Were you offended when he called you Zonal Whatever?

No, I thought it was funny! You could clearly tell that he was a little bit annoyed. You wouldn’t say ‘zonal whatever,’ because ‘zonal marking’ is quite an obvious football phrase. If the first word is zonal, it’s pretty obvious what the next one will be.

Was he trying to undermine you by deliberately getting your name wrong, like Joey in Friends?

Exactly. It’s like a high school teenage girl thing to forget someone’s name on purpose! But it was funny and it was good profile for the site.

How do you actually go about noting down the formations?

I started doing it in Euro 2004. That was my GCSE summer so I had a lot of time off between school and college. I watched all the games and just made notes about everything that happened on an A5 notepad with a sketch of the teams and stuff. And then when I was doing it for the site, I progressed to an A4 magnetic clipboard, the kind of thing you see Van Gaal with, and put the players in their positions, mark the runs they were making. It’s all quite geeky, I suppose.

Do you notice a difference now that you’re at live games. Do you get a better view from the press box?

Oh no, I think it’s a much worse view at the game. The press boxes can be really low. If you go to Tottenham, it’s right down on the touchline. It’s really difficult to work out what’s going on at the far side. I really can’t understand why managers sit in the dug out. You get a much better view of things from up high. It’s a different challenge, you see different things, you can see the big picture, but you can’t necessarily see what you want. I think you’re better with a high camera angle.

You’ve been on the scene for five years now. Do you fear a Zonal Marking backlash now that you’re part of the establishment?

Not massively. There was a bit of a backlash against tactics about 18 months after I started, but that seemed to die down and, I don’t know, maybe everyone’s friends now. But now I’m working for ESPN, if I’m the only reporter at a game I have to report in a more general way. I can’t just give a tactical overview. Some people prefer the straight tactical analysis, but I’ve kept doing the website and it’s nice to have a balance sometimes.

If you start a blog on a really specific thing, it can limit you.

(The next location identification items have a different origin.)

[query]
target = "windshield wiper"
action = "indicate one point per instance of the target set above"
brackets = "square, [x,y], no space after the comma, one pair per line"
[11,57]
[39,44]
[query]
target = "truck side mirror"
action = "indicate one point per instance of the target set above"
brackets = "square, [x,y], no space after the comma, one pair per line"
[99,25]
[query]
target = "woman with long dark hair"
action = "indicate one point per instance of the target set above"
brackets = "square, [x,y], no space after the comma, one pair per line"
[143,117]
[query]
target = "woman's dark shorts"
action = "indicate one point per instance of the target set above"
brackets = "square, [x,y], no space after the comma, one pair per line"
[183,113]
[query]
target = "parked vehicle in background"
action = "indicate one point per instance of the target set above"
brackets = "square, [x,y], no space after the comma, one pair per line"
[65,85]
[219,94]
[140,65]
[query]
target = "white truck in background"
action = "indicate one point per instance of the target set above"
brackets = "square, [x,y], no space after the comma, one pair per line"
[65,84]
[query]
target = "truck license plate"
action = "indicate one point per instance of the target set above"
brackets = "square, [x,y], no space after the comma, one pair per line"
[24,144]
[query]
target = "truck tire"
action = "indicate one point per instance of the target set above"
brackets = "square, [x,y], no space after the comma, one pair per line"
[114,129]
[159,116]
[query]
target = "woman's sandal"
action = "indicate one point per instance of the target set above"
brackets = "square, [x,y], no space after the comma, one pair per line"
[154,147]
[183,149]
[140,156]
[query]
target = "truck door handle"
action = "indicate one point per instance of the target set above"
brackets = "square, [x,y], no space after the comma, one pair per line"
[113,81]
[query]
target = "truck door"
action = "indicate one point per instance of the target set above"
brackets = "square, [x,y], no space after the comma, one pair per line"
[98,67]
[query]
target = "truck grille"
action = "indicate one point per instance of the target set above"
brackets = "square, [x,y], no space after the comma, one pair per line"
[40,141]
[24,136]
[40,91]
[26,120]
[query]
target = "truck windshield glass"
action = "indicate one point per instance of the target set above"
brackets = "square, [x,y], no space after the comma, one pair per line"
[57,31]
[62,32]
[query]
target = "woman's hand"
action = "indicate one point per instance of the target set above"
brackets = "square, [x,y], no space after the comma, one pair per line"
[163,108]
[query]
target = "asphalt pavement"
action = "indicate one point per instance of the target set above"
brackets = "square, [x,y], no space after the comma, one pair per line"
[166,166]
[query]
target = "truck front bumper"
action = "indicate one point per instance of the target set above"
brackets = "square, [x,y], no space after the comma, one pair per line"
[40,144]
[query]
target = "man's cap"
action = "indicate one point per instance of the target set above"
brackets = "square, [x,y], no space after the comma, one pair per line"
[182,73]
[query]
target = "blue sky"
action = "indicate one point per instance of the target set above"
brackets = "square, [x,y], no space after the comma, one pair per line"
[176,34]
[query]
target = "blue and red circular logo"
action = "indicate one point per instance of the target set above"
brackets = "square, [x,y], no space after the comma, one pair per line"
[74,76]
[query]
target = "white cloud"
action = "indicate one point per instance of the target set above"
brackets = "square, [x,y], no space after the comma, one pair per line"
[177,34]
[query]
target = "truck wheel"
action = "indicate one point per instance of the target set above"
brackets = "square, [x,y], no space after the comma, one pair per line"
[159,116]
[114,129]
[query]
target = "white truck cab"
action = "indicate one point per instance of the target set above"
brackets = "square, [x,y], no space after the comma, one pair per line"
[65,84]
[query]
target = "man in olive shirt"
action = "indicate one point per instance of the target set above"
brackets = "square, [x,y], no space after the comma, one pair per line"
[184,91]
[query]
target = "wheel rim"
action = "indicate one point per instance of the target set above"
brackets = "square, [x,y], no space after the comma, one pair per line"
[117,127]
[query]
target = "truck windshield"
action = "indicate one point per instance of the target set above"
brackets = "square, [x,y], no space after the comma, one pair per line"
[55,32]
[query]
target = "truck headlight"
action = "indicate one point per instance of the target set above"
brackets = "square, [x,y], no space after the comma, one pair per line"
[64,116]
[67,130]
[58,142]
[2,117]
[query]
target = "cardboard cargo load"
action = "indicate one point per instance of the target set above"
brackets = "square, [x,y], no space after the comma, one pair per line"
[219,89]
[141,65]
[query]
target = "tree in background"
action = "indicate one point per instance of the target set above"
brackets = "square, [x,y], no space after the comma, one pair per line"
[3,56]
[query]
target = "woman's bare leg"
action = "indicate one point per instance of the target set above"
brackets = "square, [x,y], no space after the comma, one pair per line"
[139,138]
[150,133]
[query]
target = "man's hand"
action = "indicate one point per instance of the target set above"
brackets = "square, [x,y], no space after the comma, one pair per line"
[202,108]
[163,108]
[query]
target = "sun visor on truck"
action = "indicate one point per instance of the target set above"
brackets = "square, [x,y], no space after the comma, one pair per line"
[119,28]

When the Guardian came to me first of all, I offered to do something a little different, while obviously they were thinking, ‘No! We want you to do exactly what you’ve be doing.’ Now I’ve got to the stage where there’s a little bit of a mixture. It’s quite nice to have a bit of freedom.

What’s next? A TV show? A book deal?

No, I don’t think I’d be very good on TV sadly. I really like what I’m doing now. I had to take six months off from the website after the World Cup, but I’m doing a piece a week now and I’m enjoying what I’m doing. I don’t mind doing radio, but I have no real ambitions in that direction. I prefer just to write stuff. I quite like just doing my own blog, doing the games i want, the graphics I want. It’s quite time consuming mixing it with the other work, but I still like doing it.

Could anyone replicate your rise now or has Twitter changed?

I think so. I think that 2010  was a very good time to come into it. You don’t see that many big football blogs now because a lot of people have been swallowed up by newspapers and traditional media, which is no bad thing. But I still think it’s possible. People can become very popular overnight on the internet. It’s like the Arctic Monkeys thing, isn’t it? When they got really big by giving away their songs for free and then got picked up by radio stations. I still think it’s possible, not just in journalism, but in any kind of thing. If you can put your work out there and get noticed, you can make a living from it.

Is there a next big thing in football?

I’m sure there is. I don’t know what it is though. I still think there’s an avenue for people doing really good match photography. I found a couple of Flickr accounts from people who take shots of non- league football and there’s some incredible stuff, incredible scenery. I don’t know if that will become big, but I don’t think photographers get enough credit or exposure. We have all these multimedia tools and most people still want to read text!